Are you writing for yourself or your community?
But an interesting thing starts to happen with managing a blog. In that whole process of ‘community building’ – it’s easy to lose your voice. It’s easy to start writing for your audience and not for yourself. There has to be both – but when you give up your own perspective for the sake of what other people want to hear, or what other people might think or say in the comments, you’ve lost what it means to be a writer.
I read an excellent post yesterday by Derek Powazek about the value (or lack there of) when it comes to ‘online commenting’. Here’s an excerpt. Read on below for my thoughts…
“…But I’ve seen incredible communities form in the confines of comment forms. I’ve seen funny, helpful, informative, intimate, amazing conversations. I’ve seen groups of people come together using the crudest of tools to form intense personal bonds. I’ve seen it literally change lives for the better.
Of course, I’ve also seen comments on YouTube.
I don’t think the problem is that people are stupid. I think that people, when given crappy tools, with almost no oversight, no incentive to behave, and no semblance of real identity, often behave stupidly.
The choice is not really to have comments on or off. The choice is: What is the level of community interaction you want to foster on your site? What’s the purpose of the site, and is community interaction part of that purpose? Too many people don’t think about these questions as deeply as John Gruber clearly has.
I turned off comments in the last redesign of powazek.com because I needed a place online that was just for me. With comments on, when I sat down to write, I’d preemptively hear the comments I’d inevitably get. It made writing a chore, and eventually I stopped writing altogether. Turning comments off was like taking a weight off my shoulders. It freed me to write again.
I may enable comments again someday. But what I really want to do is fundamentally redesign the commenting experience. Most comment systems are practically designed to create stupidity. I know there’s a better way. But that’s another post.”
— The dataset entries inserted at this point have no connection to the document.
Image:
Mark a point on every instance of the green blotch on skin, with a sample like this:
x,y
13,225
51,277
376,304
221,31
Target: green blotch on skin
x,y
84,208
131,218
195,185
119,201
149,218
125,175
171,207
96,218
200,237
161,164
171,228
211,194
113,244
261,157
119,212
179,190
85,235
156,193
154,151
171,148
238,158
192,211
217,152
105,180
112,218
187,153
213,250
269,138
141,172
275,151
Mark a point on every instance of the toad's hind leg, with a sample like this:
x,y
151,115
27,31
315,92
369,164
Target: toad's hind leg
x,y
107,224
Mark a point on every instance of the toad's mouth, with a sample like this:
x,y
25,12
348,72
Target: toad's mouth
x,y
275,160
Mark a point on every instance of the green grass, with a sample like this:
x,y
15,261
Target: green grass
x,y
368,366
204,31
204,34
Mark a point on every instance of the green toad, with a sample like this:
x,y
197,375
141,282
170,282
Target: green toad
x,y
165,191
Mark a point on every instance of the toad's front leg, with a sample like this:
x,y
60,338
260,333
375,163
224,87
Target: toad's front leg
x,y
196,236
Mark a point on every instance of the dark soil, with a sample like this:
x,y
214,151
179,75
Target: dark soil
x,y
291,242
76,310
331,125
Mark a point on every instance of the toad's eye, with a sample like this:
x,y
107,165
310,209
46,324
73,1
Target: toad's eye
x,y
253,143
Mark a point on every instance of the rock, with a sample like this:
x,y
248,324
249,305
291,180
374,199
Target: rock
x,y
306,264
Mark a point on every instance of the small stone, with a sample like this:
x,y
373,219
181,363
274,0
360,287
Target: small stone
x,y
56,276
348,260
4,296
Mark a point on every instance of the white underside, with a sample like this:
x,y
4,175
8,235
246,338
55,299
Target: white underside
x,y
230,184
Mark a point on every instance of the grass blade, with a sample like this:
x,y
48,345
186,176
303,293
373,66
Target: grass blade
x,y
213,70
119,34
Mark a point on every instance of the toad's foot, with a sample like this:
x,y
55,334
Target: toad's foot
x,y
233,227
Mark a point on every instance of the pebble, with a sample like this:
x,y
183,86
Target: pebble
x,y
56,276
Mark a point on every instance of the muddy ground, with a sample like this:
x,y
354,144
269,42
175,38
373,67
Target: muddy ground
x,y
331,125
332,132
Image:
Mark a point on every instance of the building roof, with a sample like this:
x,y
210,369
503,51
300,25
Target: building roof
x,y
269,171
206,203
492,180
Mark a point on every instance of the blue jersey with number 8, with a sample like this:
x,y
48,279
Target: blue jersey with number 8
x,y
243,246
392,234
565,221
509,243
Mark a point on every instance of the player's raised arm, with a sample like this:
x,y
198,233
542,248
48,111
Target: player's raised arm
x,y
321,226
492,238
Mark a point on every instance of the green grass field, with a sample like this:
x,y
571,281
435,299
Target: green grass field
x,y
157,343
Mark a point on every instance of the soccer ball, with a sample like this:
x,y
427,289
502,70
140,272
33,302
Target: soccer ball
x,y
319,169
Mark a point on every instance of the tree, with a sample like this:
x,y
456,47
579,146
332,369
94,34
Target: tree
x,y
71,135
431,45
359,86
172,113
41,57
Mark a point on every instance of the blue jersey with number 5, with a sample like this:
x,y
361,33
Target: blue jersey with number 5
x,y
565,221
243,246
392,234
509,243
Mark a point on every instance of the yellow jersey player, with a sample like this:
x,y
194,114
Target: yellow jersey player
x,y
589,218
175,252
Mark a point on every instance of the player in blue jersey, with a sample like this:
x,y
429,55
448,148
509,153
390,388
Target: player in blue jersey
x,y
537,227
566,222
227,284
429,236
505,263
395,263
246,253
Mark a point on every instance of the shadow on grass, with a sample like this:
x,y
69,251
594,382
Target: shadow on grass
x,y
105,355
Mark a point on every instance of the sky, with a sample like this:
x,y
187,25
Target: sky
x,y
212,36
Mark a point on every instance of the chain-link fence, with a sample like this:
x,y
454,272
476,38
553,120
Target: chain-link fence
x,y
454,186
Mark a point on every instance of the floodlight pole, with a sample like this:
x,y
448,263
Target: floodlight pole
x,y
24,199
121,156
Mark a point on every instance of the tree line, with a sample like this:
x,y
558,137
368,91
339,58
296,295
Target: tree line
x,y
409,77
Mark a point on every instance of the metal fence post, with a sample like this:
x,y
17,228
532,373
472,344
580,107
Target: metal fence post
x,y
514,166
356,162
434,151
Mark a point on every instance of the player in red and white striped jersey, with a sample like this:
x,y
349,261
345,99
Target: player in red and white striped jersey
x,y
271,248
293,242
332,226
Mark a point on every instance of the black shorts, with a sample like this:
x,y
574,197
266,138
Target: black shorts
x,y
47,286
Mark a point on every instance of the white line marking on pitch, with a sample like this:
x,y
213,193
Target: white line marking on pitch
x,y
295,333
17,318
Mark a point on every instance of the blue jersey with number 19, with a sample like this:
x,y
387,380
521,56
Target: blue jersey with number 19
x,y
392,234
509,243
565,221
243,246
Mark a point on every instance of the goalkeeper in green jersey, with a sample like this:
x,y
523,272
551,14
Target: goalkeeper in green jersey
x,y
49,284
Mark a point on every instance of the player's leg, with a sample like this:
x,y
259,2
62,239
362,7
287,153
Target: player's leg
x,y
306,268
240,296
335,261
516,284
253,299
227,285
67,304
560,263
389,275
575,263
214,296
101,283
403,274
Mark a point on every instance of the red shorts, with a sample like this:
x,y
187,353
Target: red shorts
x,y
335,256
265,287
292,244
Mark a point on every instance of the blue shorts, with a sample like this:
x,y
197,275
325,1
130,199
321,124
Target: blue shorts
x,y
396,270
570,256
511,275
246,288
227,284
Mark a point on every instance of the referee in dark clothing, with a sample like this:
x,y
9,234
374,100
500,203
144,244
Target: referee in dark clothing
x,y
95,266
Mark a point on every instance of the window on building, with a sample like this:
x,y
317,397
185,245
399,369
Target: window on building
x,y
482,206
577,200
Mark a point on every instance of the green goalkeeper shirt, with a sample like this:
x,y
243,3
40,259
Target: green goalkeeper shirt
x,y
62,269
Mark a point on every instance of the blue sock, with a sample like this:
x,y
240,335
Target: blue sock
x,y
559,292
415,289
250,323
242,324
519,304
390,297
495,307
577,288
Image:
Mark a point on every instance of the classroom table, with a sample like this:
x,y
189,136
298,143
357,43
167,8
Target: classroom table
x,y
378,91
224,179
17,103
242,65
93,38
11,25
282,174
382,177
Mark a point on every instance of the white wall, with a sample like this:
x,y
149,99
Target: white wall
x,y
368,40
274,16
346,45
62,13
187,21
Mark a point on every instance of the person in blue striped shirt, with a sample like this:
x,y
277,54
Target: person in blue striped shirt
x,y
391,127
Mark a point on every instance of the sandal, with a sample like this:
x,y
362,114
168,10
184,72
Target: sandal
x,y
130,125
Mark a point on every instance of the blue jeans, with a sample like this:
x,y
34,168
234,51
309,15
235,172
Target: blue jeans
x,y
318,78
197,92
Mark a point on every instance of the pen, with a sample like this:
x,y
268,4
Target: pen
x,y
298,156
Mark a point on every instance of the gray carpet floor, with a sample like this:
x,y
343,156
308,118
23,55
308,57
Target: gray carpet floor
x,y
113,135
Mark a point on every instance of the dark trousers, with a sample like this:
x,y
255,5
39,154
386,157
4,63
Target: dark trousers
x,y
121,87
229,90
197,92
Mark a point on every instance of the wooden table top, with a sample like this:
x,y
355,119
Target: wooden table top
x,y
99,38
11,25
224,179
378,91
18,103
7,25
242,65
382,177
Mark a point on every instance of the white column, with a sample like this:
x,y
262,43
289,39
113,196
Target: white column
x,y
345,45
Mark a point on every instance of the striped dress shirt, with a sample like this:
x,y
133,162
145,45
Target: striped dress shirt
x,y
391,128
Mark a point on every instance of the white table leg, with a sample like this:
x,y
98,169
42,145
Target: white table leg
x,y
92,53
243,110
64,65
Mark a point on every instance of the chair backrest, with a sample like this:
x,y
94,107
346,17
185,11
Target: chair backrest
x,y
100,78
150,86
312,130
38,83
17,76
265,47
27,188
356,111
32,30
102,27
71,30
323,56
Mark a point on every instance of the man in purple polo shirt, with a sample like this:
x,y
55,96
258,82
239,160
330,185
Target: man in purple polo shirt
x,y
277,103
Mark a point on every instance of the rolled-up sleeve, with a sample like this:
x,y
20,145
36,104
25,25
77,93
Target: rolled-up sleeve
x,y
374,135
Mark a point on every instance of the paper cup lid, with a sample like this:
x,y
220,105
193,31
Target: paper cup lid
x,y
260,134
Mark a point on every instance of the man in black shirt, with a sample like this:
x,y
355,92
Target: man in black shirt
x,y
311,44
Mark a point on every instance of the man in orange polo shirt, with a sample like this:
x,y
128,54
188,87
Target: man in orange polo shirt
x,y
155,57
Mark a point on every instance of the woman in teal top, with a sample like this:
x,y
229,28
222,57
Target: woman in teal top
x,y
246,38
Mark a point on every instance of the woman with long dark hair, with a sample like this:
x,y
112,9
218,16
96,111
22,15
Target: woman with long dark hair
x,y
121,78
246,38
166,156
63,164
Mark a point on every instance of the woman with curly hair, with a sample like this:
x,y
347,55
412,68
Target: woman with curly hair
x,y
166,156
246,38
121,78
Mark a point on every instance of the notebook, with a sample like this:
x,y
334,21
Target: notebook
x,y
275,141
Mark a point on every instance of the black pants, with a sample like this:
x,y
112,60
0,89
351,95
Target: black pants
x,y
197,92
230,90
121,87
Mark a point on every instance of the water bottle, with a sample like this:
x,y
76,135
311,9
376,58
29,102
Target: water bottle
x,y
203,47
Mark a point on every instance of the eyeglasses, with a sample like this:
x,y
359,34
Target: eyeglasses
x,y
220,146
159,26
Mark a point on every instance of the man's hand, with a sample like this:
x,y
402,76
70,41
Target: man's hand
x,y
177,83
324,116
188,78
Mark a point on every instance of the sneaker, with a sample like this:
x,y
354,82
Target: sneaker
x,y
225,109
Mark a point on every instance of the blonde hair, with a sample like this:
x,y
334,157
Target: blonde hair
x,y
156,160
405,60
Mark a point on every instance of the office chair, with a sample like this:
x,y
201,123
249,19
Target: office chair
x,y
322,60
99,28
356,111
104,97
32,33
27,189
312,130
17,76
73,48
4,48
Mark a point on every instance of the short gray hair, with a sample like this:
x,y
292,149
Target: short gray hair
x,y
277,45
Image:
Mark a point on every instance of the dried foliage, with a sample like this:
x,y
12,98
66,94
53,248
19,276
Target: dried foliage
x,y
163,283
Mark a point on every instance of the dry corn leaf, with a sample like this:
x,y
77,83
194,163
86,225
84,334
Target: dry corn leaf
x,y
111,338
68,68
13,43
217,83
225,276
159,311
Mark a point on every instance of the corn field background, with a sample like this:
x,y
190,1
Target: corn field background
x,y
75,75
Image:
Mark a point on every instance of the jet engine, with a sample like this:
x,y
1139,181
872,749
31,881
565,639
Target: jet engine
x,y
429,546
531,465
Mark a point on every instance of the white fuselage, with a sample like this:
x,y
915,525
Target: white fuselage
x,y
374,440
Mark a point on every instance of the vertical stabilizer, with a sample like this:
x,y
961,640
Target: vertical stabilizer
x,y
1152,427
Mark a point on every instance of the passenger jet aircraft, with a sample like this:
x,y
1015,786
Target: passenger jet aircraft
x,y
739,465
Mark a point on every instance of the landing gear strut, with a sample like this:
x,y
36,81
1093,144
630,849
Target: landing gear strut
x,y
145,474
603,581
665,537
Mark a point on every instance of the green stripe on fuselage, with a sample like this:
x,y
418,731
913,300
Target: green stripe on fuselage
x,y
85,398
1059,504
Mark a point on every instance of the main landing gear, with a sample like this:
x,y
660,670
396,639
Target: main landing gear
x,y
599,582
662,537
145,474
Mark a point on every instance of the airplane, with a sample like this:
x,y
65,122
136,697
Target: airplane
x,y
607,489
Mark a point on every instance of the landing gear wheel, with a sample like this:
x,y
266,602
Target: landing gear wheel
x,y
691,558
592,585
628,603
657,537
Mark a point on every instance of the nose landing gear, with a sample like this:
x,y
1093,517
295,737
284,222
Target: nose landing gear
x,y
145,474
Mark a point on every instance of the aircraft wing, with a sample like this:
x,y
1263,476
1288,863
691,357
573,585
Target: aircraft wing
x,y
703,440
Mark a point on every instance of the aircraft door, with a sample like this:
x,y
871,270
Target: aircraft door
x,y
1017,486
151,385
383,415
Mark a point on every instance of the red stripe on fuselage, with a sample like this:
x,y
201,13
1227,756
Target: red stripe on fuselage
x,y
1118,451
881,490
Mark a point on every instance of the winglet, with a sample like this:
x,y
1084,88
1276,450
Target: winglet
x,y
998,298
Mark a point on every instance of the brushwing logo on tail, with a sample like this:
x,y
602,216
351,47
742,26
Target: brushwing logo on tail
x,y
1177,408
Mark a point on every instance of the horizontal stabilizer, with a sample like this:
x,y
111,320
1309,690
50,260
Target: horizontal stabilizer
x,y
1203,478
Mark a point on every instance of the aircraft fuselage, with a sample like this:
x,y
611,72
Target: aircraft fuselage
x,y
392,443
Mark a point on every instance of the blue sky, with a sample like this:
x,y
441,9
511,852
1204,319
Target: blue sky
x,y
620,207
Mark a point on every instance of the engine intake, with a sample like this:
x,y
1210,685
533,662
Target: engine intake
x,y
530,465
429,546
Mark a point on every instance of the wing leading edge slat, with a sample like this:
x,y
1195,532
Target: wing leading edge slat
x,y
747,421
It’s interesting because I’ve always been a huge proponent of blog comments and community building – I’ve written elsewhere about how responding to comments is a huge priority to me – but I found a LOT of truth in what Derek said.
Like Derek, I have witnessed, first hand, the power of community here on my blog in bringing people together, learning, and sharing ideas. My blog has been a springboard in the forging of many, many real life relationships, both personally and professionally.
Do you know what the response will be before you publish?
But as I write this, as I write almost any post…I can almost predict what the response is going to be – who will agree and who will disagree.
This is why Derek’s reasoning behind turning comments off rings so true with me. With them on, it’s easy to dictate your writing approach toward your audience’s predicted response. With them off, the focus can really be, in the truest sense, about writing – why most of us started a blog in the first place.
Now before you say “You should always write for yourself and not worry about what others think” – I get that, I strive for that, we ALL do. But not many out there can admit that you write without even thinking about what the response may be. It may not sway you to write a certain way, but it’s that lingering thought in the back of your head.
Derek says that ‘most comment systems are practically designed to create stupidity’. Youtube aside (good luck finding an intelligent comment there) comments often end up as a sounding board for everyone who thinks they’re right about everything.
While a lot of learning and value can be had in the comments section of any site, it can also turn into a competition for who’s standing on the higher pedestal and who can rally other commenter’s around their opinion. If everyone’s right, what’s the point? Where’s the value?
Is closing comments cowardly?
There are a lot of folks out there who will label someone who closes comments as a coward – not allowing or welcoming different opinions – I agree to an extent – but if you’re REALLY burning to respond, there are about 764,984 other ways for you to sound off and have your voice heard.
So…this isn’t me giving up on comments. I’m not opposed to the idea of closing them somewhere down the line, re-opening them, whatever. We all evolve and our focuses change…
But I AM interested in your thoughts (yes…a closing comments post asking for comments, gotta’ love the irony). I see a lot of validity in what Derek is saying and want to know what YOU think.
How much value do you place in the comments of your own blog?
To those of you who don’t allow comments – what’s your reasoning? Why keep things quiet? Are you denying the chance to build relationships by limiting conversation?